Doesn’t even feel like he said it.
He locks up the brakes. The gate guarding Buckley’s community is an inch from his front bumper. Murphy was so adrift in his own head he was seconds away from ramming through the iron. He waits for the luxury community’s gate to open. He hacked the cameras into a digital loop before he reached the neighborhood—did that hours ago—but Murphy leaves his mask on all the same. He’ll dump the car soon. Knows he needs to make contact with Peyton and Thompson.

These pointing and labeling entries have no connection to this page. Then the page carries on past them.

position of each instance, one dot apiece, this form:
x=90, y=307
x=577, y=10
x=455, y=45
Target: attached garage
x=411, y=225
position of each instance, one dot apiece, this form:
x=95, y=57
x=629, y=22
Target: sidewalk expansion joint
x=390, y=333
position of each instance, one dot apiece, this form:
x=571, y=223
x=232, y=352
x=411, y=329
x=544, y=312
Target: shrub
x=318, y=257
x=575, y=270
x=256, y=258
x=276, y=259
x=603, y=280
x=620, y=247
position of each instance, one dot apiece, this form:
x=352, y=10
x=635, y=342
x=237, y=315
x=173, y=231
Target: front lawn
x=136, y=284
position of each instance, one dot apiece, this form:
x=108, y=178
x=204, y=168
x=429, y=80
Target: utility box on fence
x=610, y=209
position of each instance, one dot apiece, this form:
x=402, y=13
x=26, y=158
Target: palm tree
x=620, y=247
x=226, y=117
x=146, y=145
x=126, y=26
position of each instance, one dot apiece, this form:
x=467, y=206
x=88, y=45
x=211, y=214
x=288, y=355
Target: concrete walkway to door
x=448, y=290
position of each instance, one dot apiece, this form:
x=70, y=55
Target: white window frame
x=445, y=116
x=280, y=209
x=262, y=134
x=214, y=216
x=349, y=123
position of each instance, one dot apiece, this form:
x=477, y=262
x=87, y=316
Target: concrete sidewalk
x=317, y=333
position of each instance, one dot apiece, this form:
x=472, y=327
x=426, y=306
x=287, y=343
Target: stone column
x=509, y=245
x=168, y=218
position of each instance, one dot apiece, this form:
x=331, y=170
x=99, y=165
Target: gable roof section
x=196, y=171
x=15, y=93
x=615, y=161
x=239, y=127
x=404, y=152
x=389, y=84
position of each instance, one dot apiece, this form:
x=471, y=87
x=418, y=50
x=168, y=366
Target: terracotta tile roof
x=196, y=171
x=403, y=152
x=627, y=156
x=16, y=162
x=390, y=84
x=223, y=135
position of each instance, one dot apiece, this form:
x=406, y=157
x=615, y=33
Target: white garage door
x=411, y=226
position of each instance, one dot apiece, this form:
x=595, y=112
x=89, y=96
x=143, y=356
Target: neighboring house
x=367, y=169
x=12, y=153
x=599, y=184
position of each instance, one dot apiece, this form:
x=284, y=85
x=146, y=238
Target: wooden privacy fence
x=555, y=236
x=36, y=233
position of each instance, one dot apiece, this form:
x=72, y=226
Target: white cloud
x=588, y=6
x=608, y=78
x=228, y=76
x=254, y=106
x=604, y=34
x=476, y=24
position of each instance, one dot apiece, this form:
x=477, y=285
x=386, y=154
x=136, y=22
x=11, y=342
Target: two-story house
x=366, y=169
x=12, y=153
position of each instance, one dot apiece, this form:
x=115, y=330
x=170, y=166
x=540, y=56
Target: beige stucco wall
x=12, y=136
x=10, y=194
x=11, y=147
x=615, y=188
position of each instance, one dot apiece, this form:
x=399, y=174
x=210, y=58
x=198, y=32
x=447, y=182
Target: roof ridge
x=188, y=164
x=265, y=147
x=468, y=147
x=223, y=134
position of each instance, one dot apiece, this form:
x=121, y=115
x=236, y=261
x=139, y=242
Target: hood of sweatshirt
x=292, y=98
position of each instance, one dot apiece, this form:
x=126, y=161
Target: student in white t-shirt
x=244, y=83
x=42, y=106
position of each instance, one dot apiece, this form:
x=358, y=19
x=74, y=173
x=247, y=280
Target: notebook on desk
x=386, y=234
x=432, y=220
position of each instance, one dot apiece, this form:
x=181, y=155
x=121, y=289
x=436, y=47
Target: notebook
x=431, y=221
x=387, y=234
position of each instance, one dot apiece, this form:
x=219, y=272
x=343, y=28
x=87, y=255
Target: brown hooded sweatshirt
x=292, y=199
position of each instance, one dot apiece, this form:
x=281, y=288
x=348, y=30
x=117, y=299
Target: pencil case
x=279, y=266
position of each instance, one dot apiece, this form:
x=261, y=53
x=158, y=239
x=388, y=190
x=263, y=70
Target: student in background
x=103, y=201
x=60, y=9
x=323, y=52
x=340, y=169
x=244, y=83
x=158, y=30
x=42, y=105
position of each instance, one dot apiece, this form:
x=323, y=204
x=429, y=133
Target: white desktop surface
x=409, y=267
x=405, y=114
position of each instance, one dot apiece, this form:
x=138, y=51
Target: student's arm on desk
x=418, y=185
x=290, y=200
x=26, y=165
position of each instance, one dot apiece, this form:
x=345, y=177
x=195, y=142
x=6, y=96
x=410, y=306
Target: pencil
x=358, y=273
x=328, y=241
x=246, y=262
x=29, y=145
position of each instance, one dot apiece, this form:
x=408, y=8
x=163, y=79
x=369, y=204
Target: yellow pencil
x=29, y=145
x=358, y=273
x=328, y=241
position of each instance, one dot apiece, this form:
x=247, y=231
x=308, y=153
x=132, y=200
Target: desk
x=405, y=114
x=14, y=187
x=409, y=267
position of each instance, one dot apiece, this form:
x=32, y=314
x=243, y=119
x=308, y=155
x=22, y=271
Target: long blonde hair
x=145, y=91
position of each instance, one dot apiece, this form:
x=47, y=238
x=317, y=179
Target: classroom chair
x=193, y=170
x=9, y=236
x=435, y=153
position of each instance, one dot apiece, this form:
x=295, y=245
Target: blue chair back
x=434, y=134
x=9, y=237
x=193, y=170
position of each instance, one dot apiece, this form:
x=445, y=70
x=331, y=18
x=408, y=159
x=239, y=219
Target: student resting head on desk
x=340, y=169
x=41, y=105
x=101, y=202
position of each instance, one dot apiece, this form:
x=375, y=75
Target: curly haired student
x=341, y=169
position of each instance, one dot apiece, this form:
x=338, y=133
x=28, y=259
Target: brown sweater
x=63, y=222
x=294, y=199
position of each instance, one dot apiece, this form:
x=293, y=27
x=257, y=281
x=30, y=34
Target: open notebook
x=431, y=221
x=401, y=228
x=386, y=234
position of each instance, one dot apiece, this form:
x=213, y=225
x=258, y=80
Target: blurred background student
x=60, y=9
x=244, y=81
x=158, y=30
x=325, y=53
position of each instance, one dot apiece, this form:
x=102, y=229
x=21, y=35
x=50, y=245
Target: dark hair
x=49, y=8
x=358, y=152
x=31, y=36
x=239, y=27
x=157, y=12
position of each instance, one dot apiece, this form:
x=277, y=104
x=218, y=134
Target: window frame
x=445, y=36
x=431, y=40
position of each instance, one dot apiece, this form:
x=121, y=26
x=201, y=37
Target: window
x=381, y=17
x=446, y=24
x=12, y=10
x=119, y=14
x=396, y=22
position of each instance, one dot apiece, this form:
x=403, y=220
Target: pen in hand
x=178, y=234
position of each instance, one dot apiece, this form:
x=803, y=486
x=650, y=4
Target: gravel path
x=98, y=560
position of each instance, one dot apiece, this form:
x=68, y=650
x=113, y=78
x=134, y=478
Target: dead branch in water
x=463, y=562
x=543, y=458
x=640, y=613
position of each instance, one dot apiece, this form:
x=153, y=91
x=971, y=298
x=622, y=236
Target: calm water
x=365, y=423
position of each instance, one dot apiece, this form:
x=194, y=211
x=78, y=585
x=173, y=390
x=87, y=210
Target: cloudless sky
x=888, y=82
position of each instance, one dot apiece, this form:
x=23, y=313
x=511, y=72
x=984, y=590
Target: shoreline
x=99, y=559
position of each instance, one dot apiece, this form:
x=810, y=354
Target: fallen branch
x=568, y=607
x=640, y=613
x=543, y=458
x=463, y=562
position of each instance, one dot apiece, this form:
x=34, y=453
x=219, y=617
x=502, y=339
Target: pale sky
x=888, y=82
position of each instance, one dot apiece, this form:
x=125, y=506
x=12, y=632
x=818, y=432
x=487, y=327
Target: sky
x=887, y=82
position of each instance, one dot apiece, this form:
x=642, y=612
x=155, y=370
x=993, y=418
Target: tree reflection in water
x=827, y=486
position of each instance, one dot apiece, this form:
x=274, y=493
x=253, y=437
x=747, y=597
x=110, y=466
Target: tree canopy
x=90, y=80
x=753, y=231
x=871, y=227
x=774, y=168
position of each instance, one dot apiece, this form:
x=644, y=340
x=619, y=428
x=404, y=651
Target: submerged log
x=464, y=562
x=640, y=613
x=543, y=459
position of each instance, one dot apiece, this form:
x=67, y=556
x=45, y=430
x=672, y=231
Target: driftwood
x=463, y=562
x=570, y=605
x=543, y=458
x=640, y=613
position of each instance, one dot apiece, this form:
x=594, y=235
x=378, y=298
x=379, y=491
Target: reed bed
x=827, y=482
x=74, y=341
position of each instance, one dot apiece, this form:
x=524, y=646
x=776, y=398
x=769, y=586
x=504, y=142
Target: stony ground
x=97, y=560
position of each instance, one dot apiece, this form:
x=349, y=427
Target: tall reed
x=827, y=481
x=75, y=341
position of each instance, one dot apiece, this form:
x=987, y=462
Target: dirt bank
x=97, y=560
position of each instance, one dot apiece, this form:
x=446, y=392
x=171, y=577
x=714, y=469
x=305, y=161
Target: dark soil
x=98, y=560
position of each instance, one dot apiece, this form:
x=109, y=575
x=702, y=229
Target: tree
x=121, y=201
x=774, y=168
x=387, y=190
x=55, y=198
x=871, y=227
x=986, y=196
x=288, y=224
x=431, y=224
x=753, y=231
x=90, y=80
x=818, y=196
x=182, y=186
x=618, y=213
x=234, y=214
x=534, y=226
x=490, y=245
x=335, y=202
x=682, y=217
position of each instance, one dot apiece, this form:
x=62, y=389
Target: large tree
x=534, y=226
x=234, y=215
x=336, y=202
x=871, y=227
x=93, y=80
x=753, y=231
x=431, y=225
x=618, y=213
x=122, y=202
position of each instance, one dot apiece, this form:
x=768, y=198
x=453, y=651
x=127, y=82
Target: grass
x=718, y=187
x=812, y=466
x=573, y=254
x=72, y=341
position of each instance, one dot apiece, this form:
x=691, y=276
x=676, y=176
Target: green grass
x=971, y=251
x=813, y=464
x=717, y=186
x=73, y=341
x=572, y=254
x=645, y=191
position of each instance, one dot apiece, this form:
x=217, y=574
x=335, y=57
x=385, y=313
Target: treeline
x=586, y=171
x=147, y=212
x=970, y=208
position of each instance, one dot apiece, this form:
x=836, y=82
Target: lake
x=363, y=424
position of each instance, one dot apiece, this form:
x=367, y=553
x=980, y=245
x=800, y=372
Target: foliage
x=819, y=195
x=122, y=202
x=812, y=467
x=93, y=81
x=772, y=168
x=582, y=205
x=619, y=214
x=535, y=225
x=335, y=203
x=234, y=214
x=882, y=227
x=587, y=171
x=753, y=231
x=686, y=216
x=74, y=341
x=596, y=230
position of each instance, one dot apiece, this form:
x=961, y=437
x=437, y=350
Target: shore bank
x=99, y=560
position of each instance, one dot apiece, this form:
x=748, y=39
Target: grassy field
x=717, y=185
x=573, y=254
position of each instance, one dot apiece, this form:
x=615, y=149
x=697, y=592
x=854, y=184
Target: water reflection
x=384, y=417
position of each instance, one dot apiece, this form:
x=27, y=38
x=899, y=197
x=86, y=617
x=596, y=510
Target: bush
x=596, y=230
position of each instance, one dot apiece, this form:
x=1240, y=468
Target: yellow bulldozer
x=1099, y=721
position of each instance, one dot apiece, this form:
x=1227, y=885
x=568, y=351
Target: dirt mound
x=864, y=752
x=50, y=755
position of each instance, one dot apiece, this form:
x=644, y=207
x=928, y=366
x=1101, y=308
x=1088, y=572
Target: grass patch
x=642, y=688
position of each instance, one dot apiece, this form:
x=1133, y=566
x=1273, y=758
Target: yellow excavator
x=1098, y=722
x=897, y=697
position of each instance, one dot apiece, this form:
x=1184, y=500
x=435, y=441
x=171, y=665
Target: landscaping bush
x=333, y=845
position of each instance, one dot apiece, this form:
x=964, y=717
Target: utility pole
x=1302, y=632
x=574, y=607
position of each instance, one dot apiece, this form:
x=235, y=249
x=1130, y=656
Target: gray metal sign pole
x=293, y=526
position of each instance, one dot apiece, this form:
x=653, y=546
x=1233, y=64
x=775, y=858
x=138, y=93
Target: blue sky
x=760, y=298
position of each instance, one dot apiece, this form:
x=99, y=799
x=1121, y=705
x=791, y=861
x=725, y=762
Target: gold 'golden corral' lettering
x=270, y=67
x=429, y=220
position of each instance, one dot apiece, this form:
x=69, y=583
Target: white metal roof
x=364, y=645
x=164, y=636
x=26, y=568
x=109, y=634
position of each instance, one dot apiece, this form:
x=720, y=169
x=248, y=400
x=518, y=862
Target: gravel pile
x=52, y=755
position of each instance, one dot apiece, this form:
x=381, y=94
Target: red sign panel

The gate slow-swings open.
Murphy presses down the gas slipping out into the night. There’s a local bar close. Both parts of him want a drink. At least there’s some internal agreement between them.
He needs to reset.
Murphy also knows he needs to put some distance between him and that house, but his need to regroup is becoming nonnegotiable. His entire body shakes. Not going to make it too far in this state of near meltdown.
Feels as if he’s physically separating.
Two sides firing shotgun blasts of thought back and forth.
Peyton and Thompson can wait.
Murphy parks the car behind a gas station not far from the house. Stumbling out from the car, his feet barely leave the concrete. Shuffling, dragging, he pulls himself along the side of the car. His hands planted on the steel for support, struggling to make it to the trunk. He pops it open, pulls his things from the back.
Buckley was right about the laptop locking up. Murphy couldn’t get more intel from it before the security protocols turned it into a hockey puck, but he took the laptop from the house on the off chance the big brains of the CIA could crack it open.
He did his best to arrange the more interesting emails so he could take a picture with his phone. It’s not perfect, but you can make out most of them.